I came across an interesting post on the Science News website which explores the concept of reproducibility in all science – and how we shouldn’t be so hard on ourselves if we struggle with it.
It’s common amongst all areas of science that published work is often found difficult to reproduce by other researchers, but how much of a problem is this, and should the scientists who published the work be punished for it?
Adam Fetterman, a social psychologist from the University of Essex, thinks issues with replication of work often become too personal, when “It should be about the research and not about researcher”. He also comments that “There are always going to be things that are wrong in our science. No one should be blamed for having things be wrong or demonized for trying to correct them”.
He has a fair point. As a researcher myself, I know how difficult it can be to replicate work, and how the nature of science itself often means that the tiniest difference can have a dramatic effect on the outcome of an experiment. Sometimes the slight variance in result makes very little difference – such as a higher or lower yield of compound – but sometimes the entire findings can be put into question. This can lead researchers to feeling like frauds, or fretting over how their reputation will be affected. Should they feel this way, or is this merely part of the process? They’ve carried out their work and reported what they found, is it their fault that this result is anomalous?

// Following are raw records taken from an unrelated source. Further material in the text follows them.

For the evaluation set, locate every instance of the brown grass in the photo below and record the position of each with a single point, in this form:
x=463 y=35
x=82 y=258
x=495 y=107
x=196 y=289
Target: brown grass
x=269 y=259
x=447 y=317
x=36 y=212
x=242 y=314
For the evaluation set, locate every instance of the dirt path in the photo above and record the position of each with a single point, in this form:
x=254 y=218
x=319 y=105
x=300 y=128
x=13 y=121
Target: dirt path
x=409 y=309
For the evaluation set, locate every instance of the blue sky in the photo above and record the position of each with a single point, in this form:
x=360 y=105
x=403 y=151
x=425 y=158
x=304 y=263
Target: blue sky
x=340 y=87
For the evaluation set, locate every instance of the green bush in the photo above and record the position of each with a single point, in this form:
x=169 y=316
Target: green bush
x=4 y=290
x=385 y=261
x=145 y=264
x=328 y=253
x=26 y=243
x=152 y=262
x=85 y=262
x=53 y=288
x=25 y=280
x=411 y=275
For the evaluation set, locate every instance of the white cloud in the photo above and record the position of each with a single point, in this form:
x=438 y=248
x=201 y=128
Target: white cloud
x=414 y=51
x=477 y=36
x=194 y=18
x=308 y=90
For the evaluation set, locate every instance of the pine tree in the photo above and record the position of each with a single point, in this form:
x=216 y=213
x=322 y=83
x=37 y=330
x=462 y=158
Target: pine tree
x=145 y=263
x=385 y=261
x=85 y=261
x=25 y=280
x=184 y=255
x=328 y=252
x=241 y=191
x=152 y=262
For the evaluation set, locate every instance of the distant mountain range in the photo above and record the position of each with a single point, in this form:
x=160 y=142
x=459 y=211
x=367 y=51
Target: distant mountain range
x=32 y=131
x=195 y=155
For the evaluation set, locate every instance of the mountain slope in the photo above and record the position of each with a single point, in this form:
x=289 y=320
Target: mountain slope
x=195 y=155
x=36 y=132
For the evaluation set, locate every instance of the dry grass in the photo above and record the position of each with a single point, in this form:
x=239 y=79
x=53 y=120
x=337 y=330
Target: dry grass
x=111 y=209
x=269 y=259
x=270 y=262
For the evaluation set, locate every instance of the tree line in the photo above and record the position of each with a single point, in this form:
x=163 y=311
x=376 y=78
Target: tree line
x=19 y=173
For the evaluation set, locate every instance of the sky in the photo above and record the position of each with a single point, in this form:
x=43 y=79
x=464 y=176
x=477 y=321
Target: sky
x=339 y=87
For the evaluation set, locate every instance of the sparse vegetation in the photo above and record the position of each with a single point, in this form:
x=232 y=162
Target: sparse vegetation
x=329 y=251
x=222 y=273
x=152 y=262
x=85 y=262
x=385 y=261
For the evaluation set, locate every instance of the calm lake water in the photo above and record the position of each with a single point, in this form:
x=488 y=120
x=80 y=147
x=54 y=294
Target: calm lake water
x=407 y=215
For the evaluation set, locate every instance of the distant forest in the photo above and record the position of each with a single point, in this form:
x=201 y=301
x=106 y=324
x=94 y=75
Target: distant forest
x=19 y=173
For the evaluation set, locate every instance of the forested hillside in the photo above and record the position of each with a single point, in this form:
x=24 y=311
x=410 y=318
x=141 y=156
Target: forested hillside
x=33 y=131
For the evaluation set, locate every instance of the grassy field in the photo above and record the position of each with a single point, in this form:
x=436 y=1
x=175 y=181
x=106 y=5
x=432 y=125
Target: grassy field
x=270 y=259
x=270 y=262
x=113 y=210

Fetterman and his colleagues carried out a study to delve more into these ideas, and it appears that we assume far worse consequences of our work being unable to be replicated than is necessary. It would seem that scientists would not judge other researchers as harshly as we’d expect when their work came into question, and they viewed academics who admitted any issues much more favourably than those who stood by their questionable results.
The nature of science and of research in general often means that unusual answers are thrown at us, and we can’t always be sure we’ve got it right the first time. The irreproducibility of some results can in fact be interesting in their own right. If the same experiment keeps throwing up different results, we might be interested in why this is, and this leads to the development and improvement of a procedure, or to the discovery of entirely new science.
I myself have a colleague who has carried out the same reaction 22 times. Around half of those times he has successfully synthesised his desired product in high conversion, the others he has apparently randomly had significantly less success, with lower conversions and unseparable mixtures. If the first two or three of those reactions hadn’t have worked, he’d have given up altogether and assumed the reaction didn’t work. It just so happens that the first reaction worked perfectly, so he knew it could be done, but nothing seems to explain the variable results. This is just one example of how seemingly perfectly replicated experiments can give completely different results, and it would be really interesting to find out why.
We’ve all had fluke experiments which we’ve discounted as anomalous, but the issue of reproducibility is something that continues to penetrate all scientific research, and we need to decide how we’re going to view it if we want to continue moving forward.